He begins with talk of the village and the country-side. Village stories are often quaint, and stories of the countryside are sometimes—not always—interesting. Tom Benson's wife has presented him with triplets, and there is great excitement in the village, as to the steps to be taken to secure the three guineas given by the Queen as a reward for this feat. Old Benny Bates has announced his intention of taking a fifth wife at the age of ninety, and is indignant that it has been suggested that the parochial authorities in charge of the “Union,” in which he must inevitably shortly take refuge, may interfere with his rights as a citizen. The Reverend Lewis has been to talk seriously with him, and finds him at once irate and obdurate.

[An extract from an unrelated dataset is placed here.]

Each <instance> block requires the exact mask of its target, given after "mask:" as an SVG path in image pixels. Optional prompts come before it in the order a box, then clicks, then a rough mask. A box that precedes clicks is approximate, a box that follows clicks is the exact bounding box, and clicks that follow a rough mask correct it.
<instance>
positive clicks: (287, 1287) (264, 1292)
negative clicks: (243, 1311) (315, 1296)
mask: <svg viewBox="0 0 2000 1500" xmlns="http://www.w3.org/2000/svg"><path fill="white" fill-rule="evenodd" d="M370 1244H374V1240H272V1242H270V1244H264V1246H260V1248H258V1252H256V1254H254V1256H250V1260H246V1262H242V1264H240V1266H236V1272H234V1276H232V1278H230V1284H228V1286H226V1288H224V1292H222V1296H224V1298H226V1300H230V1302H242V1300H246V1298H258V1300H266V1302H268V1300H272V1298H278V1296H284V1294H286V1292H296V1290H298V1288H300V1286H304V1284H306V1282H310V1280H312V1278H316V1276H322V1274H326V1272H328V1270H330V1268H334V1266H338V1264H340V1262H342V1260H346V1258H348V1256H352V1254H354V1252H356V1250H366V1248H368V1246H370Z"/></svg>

“Vicar,” says old Benny, “he can't refuse to marry no man. Law won't let him.” Such refusal, he intimates, might drive him to wild and riotous living. Remembering his last view of old Benny tottering down the village street in his white smock, his nut-cracker face like a withered rosy apple, his gnarled hand grasping the knotted staff his bent body leaned on, Mount Dunstan grinned a little. He did not smile when Penzance passed to the restoration of the ancient church at Mellowdene. “Restoration” usually meant the tearing away of ancient oaken, high-backed pews, and the instalment of smug new benches, suggesting suburban Dissenting chapels, such as the feudal soul revolts at. Neither did he smile at a reference to the gathering at Dunholm Castle, which was twelve miles away. Dunholm was the possession of a man who stood for all that was first and highest in the land, dignity, learning, exalted character, generosity, honour. He and the late Lord Mount Dunstan had been born in the same year, and had succeeded to their titles almost at the same time. There had arrived a period when they had ceased to know each other. All that the one man intrinsically was, the other man was not. All that the one estate, its castle, its village, its tenantry, represented, was the antipodes of that which the other stood for. The one possession held its place a silent, and perhaps, unconscious reproach to the other. Among the guests, forming the large house party which London social news had already recorded in its columns, were great and honourable persons, and interesting ones, men and women who counted as factors in all good and dignified things accomplished. Even in the present Mount Dunstan's childhood, people of their world had ceased to cross his father's threshold. As one or two of the most noticeable names were mentioned, mentally he recalled this, and Penzance, quick to see the thought in his eyes, changed the subject.
“At Stornham village an unexpected thing has happened,” he said. “One of the relatives of Lady Anstruthers has suddenly appeared—a sister. You may remember that the poor woman was said to be the daughter of some rich American, and it seemed unexplainable that none of her family ever appeared, and things were allowed to go from bad to worse. As it was understood that there was so much money people were mystified by the condition of things.”
“Anstruthers has had money to squander,” said Mount Dunstan. “Tenham and he were intimates. The money he spends is no doubt his wife's. As her family deserted her she has no one to defend her.”
“Certainly her family has seemed to neglect her for years. Perhaps they were disappointed in his position. Many Americans are extremely ambitious. These international marriages are often singular things. Now—apparently without having been expected—the sister appears. Vanderpoel is the name—Miss Vanderpoel.”
“I crossed the Atlantic with her in the Meridiana,” said Mount Dunstan.
“Indeed! That is interesting. You did not, of course, know that she was coming here.”
“I knew nothing of her but that she was a saloon passenger with a suite of staterooms, and I was in the second cabin. Nothing? That is not quite true, perhaps. Stewards and passengers gossip, and one cannot close one's ears. Of course one heard constant reiteration of the number of millions her father possessed, and the number of cabins she managed to occupy. During the confusion and alarm of the collision, we spoke to each other.”
He did not mention the other occasion on which he had seen her. There seemed, on the whole, no special reason why he should.
“Then you would recognise her, if you saw her. I heard to-day that she seems an unusual young woman, and has beauty.”